Prima di addentrarci nelle caratteristiche della cronestesia (un termine che comprende sia l’abilità di ricordare che quella di immaginare scenari possibili) ricordiamo che non tutti gli animali hanno le stesse capacità mnemoniche. Ad esempio i cani, i nostri migliori amici, hanno poca memoria episodica e tanta memoria di tipo associativo. Difficilmente ricorderanno il bel pomeriggio che avete trascorso al mare l’anno scorso, ma vedendo la sabbia probabilmente avvertiranno sensazioni piacevoli e inizieranno a correre. La “macchina del tempo” nel nostro cervello è incredibilmente più sviluppata della loro.
Tutti gli esseri umani sono dotati di capacità cronestesiche più o meno sviluppate. Le persone che hanno determinati difetti cerebrali (come l’afantasia, ossia l’incapacità di visualizzare immagini mentali) sono meno brave delle altre, ma in generale tutti siamo capaci di proiettarci indietro o in avanti con l’immaginazione. Un esperimento, anzi, ha dimostrato che persino il nostro corpo “viaggia” nel tempo insieme alla mente, modificandosi leggermente in base all’immagine evocata. Lo ha dimostrato uno studio dell’università di Aberdeen (Regno Unito) che ha coinvolto una ventina di giovani. Ai volontari sono stati applicati dei sensori di movimento, dopodiché è stato chiesto loro di immaginare un viaggio nel passato o nel futuro. Quando i soggetti pensavano al passato, il loro ginocchio si fletteva leggermente all’indietro, mentre accadeva esattamente il contrario quando pensavano di viaggiare “in avanti”, verso il futuro. I ricercatori hanno così dimostrato che esiste una correlazione tra movimento e pensiero, movimento e memoria, principalmente dipendente dal lobo temporale.

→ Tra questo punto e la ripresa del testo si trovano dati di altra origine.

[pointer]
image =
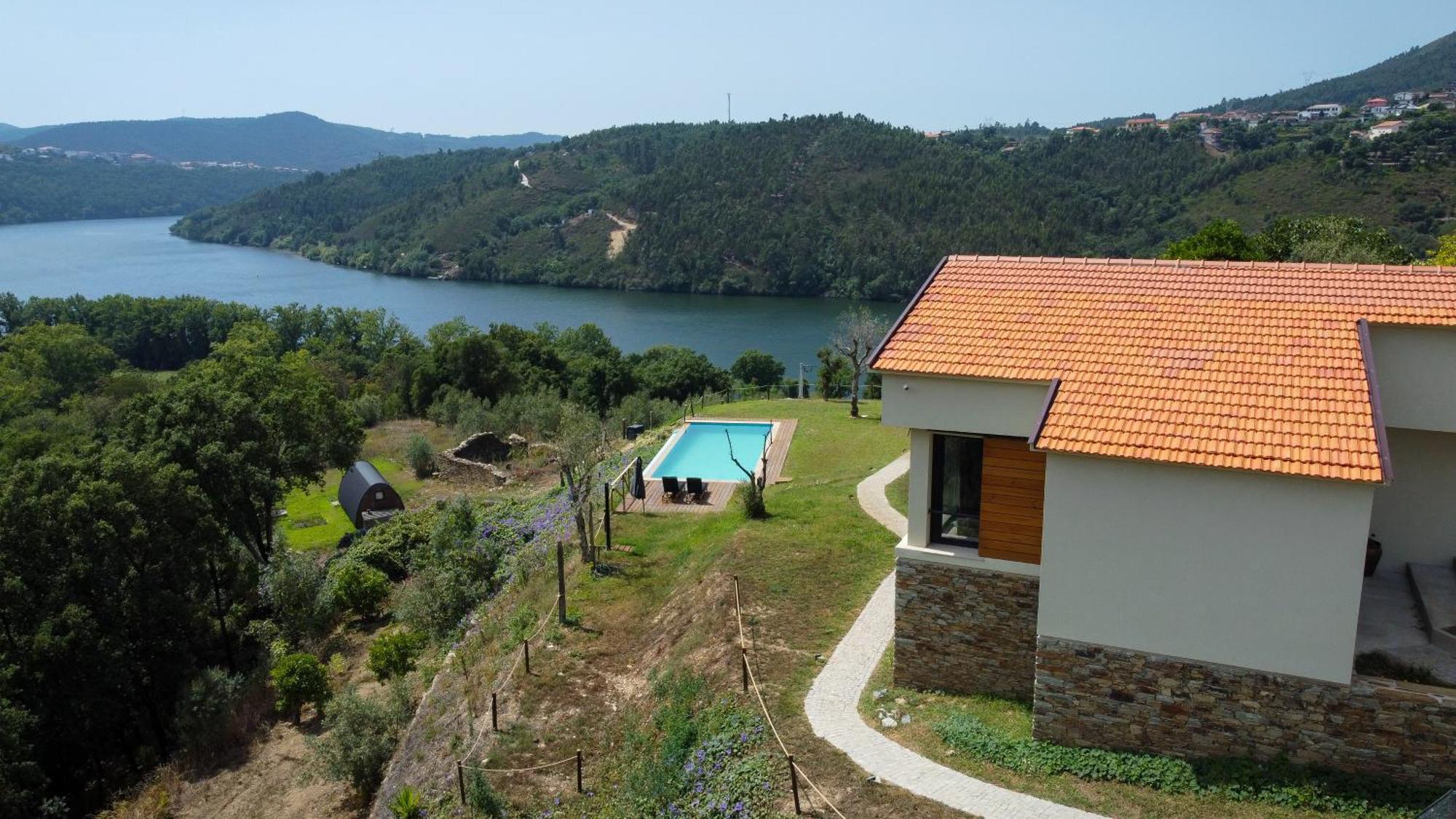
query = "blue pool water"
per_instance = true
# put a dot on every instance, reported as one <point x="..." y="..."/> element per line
<point x="701" y="451"/>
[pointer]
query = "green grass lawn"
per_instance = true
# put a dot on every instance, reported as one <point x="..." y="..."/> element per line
<point x="899" y="493"/>
<point x="315" y="522"/>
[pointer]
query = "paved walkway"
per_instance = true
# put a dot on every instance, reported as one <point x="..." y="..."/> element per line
<point x="834" y="701"/>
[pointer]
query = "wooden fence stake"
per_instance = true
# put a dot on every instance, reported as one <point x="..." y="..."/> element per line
<point x="794" y="784"/>
<point x="606" y="513"/>
<point x="561" y="585"/>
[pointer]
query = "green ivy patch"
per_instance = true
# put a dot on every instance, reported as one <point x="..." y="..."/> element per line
<point x="1233" y="778"/>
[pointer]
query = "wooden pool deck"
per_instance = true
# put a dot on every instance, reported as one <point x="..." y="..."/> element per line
<point x="719" y="493"/>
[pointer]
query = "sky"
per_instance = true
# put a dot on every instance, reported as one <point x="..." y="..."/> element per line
<point x="569" y="66"/>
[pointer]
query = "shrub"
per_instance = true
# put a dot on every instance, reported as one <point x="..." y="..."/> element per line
<point x="758" y="368"/>
<point x="1377" y="663"/>
<point x="359" y="740"/>
<point x="394" y="653"/>
<point x="420" y="455"/>
<point x="299" y="679"/>
<point x="206" y="708"/>
<point x="391" y="545"/>
<point x="1240" y="780"/>
<point x="296" y="589"/>
<point x="407" y="804"/>
<point x="371" y="408"/>
<point x="357" y="586"/>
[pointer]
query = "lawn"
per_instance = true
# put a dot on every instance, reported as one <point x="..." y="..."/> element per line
<point x="315" y="521"/>
<point x="804" y="574"/>
<point x="899" y="493"/>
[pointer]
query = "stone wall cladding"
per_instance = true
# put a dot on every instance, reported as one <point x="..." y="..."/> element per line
<point x="1122" y="700"/>
<point x="965" y="630"/>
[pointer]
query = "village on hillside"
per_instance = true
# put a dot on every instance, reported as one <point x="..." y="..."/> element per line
<point x="1382" y="114"/>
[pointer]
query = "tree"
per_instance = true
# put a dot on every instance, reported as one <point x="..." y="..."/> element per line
<point x="357" y="586"/>
<point x="758" y="369"/>
<point x="1330" y="240"/>
<point x="676" y="373"/>
<point x="250" y="426"/>
<point x="582" y="445"/>
<point x="858" y="334"/>
<point x="420" y="455"/>
<point x="1447" y="253"/>
<point x="1219" y="240"/>
<point x="394" y="653"/>
<point x="359" y="739"/>
<point x="301" y="679"/>
<point x="834" y="371"/>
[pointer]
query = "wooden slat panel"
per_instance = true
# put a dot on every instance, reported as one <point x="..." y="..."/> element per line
<point x="1014" y="484"/>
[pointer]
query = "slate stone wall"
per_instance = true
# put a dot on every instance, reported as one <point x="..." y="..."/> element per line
<point x="965" y="630"/>
<point x="1123" y="700"/>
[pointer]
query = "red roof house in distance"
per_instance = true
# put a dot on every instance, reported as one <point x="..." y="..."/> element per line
<point x="1131" y="471"/>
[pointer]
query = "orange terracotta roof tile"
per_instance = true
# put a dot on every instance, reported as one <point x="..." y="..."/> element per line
<point x="1235" y="365"/>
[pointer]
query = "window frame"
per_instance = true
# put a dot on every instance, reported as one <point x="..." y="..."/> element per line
<point x="935" y="513"/>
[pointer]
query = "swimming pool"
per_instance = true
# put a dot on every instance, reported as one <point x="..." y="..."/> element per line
<point x="701" y="451"/>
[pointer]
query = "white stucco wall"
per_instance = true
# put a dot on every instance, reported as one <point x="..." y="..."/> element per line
<point x="963" y="405"/>
<point x="1416" y="369"/>
<point x="1231" y="567"/>
<point x="1416" y="516"/>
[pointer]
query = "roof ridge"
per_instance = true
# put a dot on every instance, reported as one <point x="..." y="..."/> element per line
<point x="1224" y="264"/>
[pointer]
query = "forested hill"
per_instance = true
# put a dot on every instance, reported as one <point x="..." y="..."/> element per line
<point x="289" y="141"/>
<point x="1419" y="69"/>
<point x="818" y="205"/>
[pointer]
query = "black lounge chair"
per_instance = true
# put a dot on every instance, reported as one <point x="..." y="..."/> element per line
<point x="695" y="488"/>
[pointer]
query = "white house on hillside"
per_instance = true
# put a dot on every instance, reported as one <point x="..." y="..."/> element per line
<point x="1142" y="491"/>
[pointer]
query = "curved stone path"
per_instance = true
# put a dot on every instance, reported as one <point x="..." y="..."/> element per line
<point x="834" y="701"/>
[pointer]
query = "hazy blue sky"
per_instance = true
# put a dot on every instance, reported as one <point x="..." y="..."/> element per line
<point x="569" y="66"/>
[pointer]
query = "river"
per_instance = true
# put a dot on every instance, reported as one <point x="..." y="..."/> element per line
<point x="139" y="257"/>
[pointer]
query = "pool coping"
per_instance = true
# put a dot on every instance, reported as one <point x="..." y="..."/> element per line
<point x="775" y="429"/>
<point x="720" y="493"/>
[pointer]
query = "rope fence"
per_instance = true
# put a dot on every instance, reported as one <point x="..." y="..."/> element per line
<point x="752" y="682"/>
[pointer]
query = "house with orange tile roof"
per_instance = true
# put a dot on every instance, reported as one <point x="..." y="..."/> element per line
<point x="1142" y="496"/>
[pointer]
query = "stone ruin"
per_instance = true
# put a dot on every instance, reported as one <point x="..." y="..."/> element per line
<point x="477" y="458"/>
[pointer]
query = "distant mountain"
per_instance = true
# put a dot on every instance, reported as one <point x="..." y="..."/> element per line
<point x="815" y="206"/>
<point x="12" y="133"/>
<point x="59" y="189"/>
<point x="1428" y="68"/>
<point x="277" y="141"/>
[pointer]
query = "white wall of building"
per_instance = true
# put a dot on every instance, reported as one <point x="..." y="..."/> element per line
<point x="1231" y="567"/>
<point x="963" y="405"/>
<point x="1416" y="369"/>
<point x="1416" y="516"/>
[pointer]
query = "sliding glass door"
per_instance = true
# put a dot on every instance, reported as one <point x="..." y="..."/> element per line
<point x="956" y="490"/>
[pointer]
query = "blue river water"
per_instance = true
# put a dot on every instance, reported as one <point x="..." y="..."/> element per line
<point x="139" y="257"/>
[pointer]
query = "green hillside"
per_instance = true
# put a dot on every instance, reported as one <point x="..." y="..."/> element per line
<point x="825" y="205"/>
<point x="62" y="190"/>
<point x="1426" y="68"/>
<point x="288" y="141"/>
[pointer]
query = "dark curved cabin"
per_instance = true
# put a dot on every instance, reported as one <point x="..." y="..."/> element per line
<point x="368" y="497"/>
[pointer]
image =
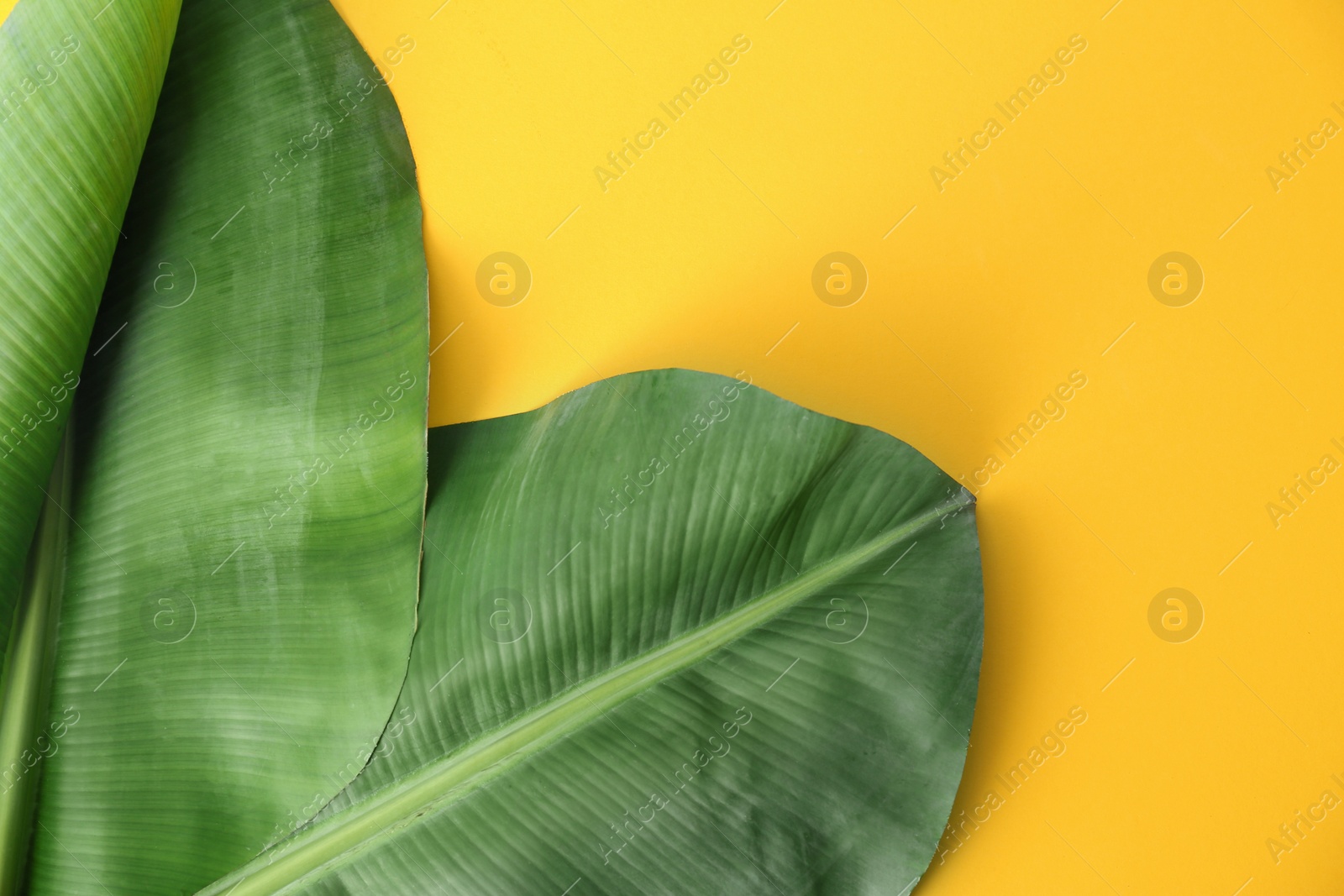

Studiare la cronestesia è particolarmente utile agli scienziati che si occupano delle malattie neurodegenerative, come Alzheimer e demenza, nel tentativo di individuare strategie preventive e curative. La memoria episodica, cioè il ricordo di specifici momenti vissuti, è la prima a soffrire in caso di patologia: forse però aumentando la consapevolezza sul funzionamento del cervello sarà possibile limitare i danni.
È bene sapere poi che la cronestesia è stata determinante per costruire una consapevolezza collettiva, di specie, che collega la famiglia umana e le permette di crescere a livello tecnico, artistico e di solidarietà. La nostra macchina del tempo, anche se in apparenza è ridotta alla sola consapevolezza personale, è un ponte che collega gli esseri umani gli uni con gli altri ed è forse alla base di quello che Jung chiamava “inconscio collettivo”.